Vicdanımız hiç olmadığı kadar rahattır
Evet, veganlar midelerini, her canlı gibi yaşama hakkına sahip olan hayvan mezarlığına dönüştürmedikleri ve onlarla aynı evrende dost olarak yaşadıkları için daha rahat vicdana sahipler. Bir köpeğe karşı vicdan sahibi olup köpeği bantlayan çocuğa karşı kin duyarken ya da çöp arabasına canlı atılarak ezilen köpeklere karşı inanılmaz bir yasa boğulurken aynı vicdanı bir ineğe ya da kuzuya neden gösteremiyoruz? Tabağımızdaki kuzuların ağaçta yetiştiğini düşünmüyoruz herhalde?
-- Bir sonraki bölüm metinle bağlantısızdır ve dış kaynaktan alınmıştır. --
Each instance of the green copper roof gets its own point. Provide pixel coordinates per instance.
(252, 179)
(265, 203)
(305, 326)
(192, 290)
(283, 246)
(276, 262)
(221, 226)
Eşitliğin gerçek anlamını kavrarız
Tüm canlıların eşit yaşam hakkına sahip olduğu gerçeğini kabul ederler ve hayvanların da en az insanlar kadar yaşamaya hakkı olduğunu savunurlar. Bir canlı bir diğeri için ölüyorsa eşitlik anlayışımızın bir yerlerinde problem var demektir. Eşitlik, herkes içindir. Sadece kadın- erkek, zengin-fakir arasında aranmaz eşitlik. Türler arasında da eşitlik vardır.
Bencillikten kurtuluruz
Bir canlının, bir diğeri için yaratıldığı hastalıklı düşüncesinden kurtulup sahip olduğumuz evreni dostlarımız hayvanlarla paylaşıp bu evrenin sadece insanlara ait olduğu bencil düşüncesinden kurtulursunuz.
Dostluk kavramının değerini anlarız
Televizyonda her gün görüyoruz değil mi sahibinin mezarı başından ayrılamayan köpeği, metrelerce uzağa bırakılan kedinin günler sonra evine döndüğü haberlerini… Dostluk kavramının değerini insanlardan daha çok kavrayan ve buna sahip çıkan hayvanlardan öğrenebiliriz biz de gerçek dostluğun ne demek olduğunu. Kötü günde sizi bırakıp gitmiyorlar emin olabilirsiniz.
İletişim ve empati yeteneğimiz gelişir
İnsanlar gibi konuşma yetisine sahip olmayan hayvan dostlarımızla bir arada yaşamak, onlarla iletişim yollarını aramaya teşvik eder bizi ve aslında ne düşündükleri ne söylemek istedikleri üzerine bolca kafa yorduğunuz için bu hayatınızın diğer alanlarına da yansır ve insanlarla olan iletişim-empati yeteneğiniz de böylelikle gelişir.
Adaleti herkes için ararız
Bir adalet kavramı varsa dünyada bunu herkes için aramalıyız. Adalet yalnızca insanlar için değildir. Vegan olduğunuzda rant uğruna yakılan ormanlar, yol açmak için kesilen ağaçlar, zevk uğruna avlanan hayvanlar için de adalet ararsınız. Çünkü artık bilirsiniz ki bu evren sadece insanların değil.